The Philippines’ record-low 2-percent policy rate is expected to linger until early 2023 to buoy economic recovery despite transitory inflation pressures, the UK-based think tank Oxford Economics said on Wednesday (Nov. 17).
“We concur with the central bank’s view that the current rise in inflation in the Philippines is for the most part transitory, reflecting supply-side pressures,” said Makoto Tsuchiya, Oxford Economics Philippines economist, in a report referring to the Bangko Sentral ng Pilipinas (BSP).
“As such, we expect the BSP to maintain rates at their current levels until the first quarter of 2023 to provide support for the economy,” the report said.
Tsuchiya said Oxford Economics’ projections showed that “economic recovery will be on a firmer footing” in early 2023.
However, Tsuchiya said the forthcoming US Federal Reserve tapering, or unwinding of economic stimulus like bond purchases, “may force the BSP to hike rates earlier than the fundamentals warrant, in order to prevent a sharp depreciation of the Philippine peso and prolonged inflation.”
As of end-October, headline inflation averaged 4.5 percent, above the BSP’s 2 to 4 percent target band of manageable prices hikes, mainly due to expensive food, especially pork. The BSP expects the rate of increase in prices of basic commodities to return within the target range next year.
Tsuchiya said he broke down the basket of goods comprising the Philippines’ consumer price index (CPI) into four categories: imported, persistent, procyclical, and transitory.
“Based on our analysis which groups CPI components into categories based on their traits, current high inflation is largely due to transitory and supply side-driven forces, and therefore is unlikely to lead to a prolonged inflationary spiral or force the BSP into raising rates early,” Tsuchiya said.
For instance, food prices, which accounted for two-fifths of the CPI, were “vulnerable to supply shocks, including weather-related disruptions, and therefore most food inflation is categorized as transitory,” he said.
“The imported category is also sizable as the Philippines is a net importer of oil, meaning domestic energy prices react strongly to global factors, as is currently the case,” Tsuchiya said.
“In contrast, procyclical and persistent groups are less dynamic due to their relatively small weights and the generally slow-moving nature of their components,” he added.
Tsuchiya mostly blamed the current elevated inflation episode to transitory price increases, specifically of fish and vegetable prices due to recent bad weather. “We expect those prices to come down in the coming months, as we are already past peak typhoon season,” he said.
Imported inflation also drove faster price hikes in domestic oil and pork prices, Tsuchiya said.

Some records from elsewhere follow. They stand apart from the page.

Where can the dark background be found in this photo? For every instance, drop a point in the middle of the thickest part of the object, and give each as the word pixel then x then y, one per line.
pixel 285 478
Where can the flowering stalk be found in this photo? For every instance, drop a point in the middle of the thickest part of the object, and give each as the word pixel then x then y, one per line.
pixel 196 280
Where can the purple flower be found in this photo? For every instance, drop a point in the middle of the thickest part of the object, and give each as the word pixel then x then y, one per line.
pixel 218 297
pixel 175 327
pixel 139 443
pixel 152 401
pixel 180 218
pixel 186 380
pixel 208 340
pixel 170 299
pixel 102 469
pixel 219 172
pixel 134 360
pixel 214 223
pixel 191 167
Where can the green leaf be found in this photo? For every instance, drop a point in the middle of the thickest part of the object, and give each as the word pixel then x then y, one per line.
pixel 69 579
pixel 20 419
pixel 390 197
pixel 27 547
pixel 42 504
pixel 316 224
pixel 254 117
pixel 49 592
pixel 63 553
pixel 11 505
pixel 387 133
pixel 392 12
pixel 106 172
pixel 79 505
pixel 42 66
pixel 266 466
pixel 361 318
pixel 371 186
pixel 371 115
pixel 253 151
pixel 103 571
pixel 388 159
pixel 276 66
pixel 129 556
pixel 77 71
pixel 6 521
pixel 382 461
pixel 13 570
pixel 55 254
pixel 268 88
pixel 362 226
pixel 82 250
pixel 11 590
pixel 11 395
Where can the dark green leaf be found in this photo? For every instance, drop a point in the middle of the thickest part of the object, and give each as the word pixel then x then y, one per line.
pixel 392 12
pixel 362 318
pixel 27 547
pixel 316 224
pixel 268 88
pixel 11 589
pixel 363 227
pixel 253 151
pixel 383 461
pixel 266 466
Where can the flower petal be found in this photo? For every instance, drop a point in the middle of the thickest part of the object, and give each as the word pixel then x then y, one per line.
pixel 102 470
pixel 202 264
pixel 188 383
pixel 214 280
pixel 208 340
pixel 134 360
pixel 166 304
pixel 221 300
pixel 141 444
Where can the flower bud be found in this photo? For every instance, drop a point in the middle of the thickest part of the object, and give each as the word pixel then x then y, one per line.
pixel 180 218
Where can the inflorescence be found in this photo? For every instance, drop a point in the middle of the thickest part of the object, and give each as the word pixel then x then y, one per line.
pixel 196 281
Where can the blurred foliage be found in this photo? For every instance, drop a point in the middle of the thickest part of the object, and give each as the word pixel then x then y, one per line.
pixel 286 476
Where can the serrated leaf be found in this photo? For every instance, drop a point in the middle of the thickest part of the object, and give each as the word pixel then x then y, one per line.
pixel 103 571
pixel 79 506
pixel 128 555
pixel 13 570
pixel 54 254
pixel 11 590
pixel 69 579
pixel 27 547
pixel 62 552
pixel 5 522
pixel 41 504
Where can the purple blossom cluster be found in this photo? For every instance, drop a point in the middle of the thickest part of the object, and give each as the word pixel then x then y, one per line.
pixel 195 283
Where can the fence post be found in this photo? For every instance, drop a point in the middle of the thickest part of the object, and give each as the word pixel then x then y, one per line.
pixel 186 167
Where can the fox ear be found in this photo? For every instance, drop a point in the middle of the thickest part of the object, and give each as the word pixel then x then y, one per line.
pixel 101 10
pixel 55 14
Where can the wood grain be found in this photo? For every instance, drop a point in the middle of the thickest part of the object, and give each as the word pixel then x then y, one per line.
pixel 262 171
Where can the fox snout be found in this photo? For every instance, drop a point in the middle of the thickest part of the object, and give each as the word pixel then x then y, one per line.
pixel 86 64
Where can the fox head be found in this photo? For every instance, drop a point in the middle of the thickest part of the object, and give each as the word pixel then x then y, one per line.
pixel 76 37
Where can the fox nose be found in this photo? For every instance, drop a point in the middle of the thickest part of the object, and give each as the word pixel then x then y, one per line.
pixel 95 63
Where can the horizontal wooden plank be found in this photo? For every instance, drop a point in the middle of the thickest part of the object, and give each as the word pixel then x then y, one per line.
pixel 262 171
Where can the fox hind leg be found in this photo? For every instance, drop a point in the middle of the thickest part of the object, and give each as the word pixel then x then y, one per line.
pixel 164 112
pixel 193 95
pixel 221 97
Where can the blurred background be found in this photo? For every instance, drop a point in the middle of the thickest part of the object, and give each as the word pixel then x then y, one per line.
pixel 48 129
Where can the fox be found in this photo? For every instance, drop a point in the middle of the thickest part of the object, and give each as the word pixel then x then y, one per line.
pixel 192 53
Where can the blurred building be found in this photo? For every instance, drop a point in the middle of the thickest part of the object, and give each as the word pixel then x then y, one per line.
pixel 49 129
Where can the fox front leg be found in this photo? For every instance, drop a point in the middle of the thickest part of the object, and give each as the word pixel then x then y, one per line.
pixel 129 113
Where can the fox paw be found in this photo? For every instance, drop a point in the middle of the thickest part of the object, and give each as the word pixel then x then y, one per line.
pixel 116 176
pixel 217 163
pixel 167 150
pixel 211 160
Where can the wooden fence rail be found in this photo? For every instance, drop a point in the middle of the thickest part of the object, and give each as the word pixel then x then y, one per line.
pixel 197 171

“Global fuel prices remain high due to demand-supply imbalances, and we expect inflationary pressures on this front to persist into early 2022 before gradually fading,” he said.
As for pork, whose prices soared since late 2020 due to the African swine fever (ASF) outbreak, Tsuchiya said the year-on-year price “distortion” was expected to fade during the coming months when base effects unwind.
“While the imported inflation category is highly exposed to fluctuations in the exchange rate, our forecast of modest but stronger peso into 2022 means exchange-rate risks are limited, and imported inflation will gradually ease next year as supply-side issues are resolved,” Tsuchiya said.
On the two other categories, persistent and procyclical, Tsuchiya said inflationary pressures for both remained “subdued.”
“The persistent category is comprised of relatively slow-moving prices, such as less volatile food prices, medical services, and passenger transport,” Tsuchiya said.
“While consumer transportation prices rose last year due to pandemic-related limitations, transportation inflation has come back down to earth. We expect persistent inflation to hover around its historical trend level.” he said.
“While the procyclical category is considered to better reflect domestic demand conditions compared to other categories, there is a limited pass-through due to the presence in the Philippines of a binding minimum wage which maintains the procyclical inflation at a stable level,” he added.
Most economists, including Tsuchiya, expect the BSP to keep key interest rates steady when the Monetary Board decides on the monetary policy stance on Thursday (Nov. 18).
“The Monetary Board likely will hold the overnight reverse repo rate at 2 percent,” said Miguel Chanco, Pantheon Macroeconomics senior Asia economist.
“Normalization is unlikely to surface on the BSP’s radar anytime soon, despite the punchy third-quarter GDP. All signs point to the recovery cooling in 2022,” Chanco said, referring to the better-than-expected 7.1-percent year-on-year economic growth between July and September.
“We believe the BSP is likely to keep its policy rate unchanged to support economic growth,” said HSBC Global Research, another think tank.
“Despite the fact that third-quarter GDP surprised the market on the upside, showing resilience in economic activity amid the lockdown in Metro Manilla, there are still headwinds to a recovery given the relatively slower vaccination progress,” it said.
“Meanwhile, although inflation moderated in October, it remained above BSP’s target for the third-straight month. We believe this higher inflation is likely transitory and that the BSP is not likely to change its policy rate this year,” HSBC Global Research added.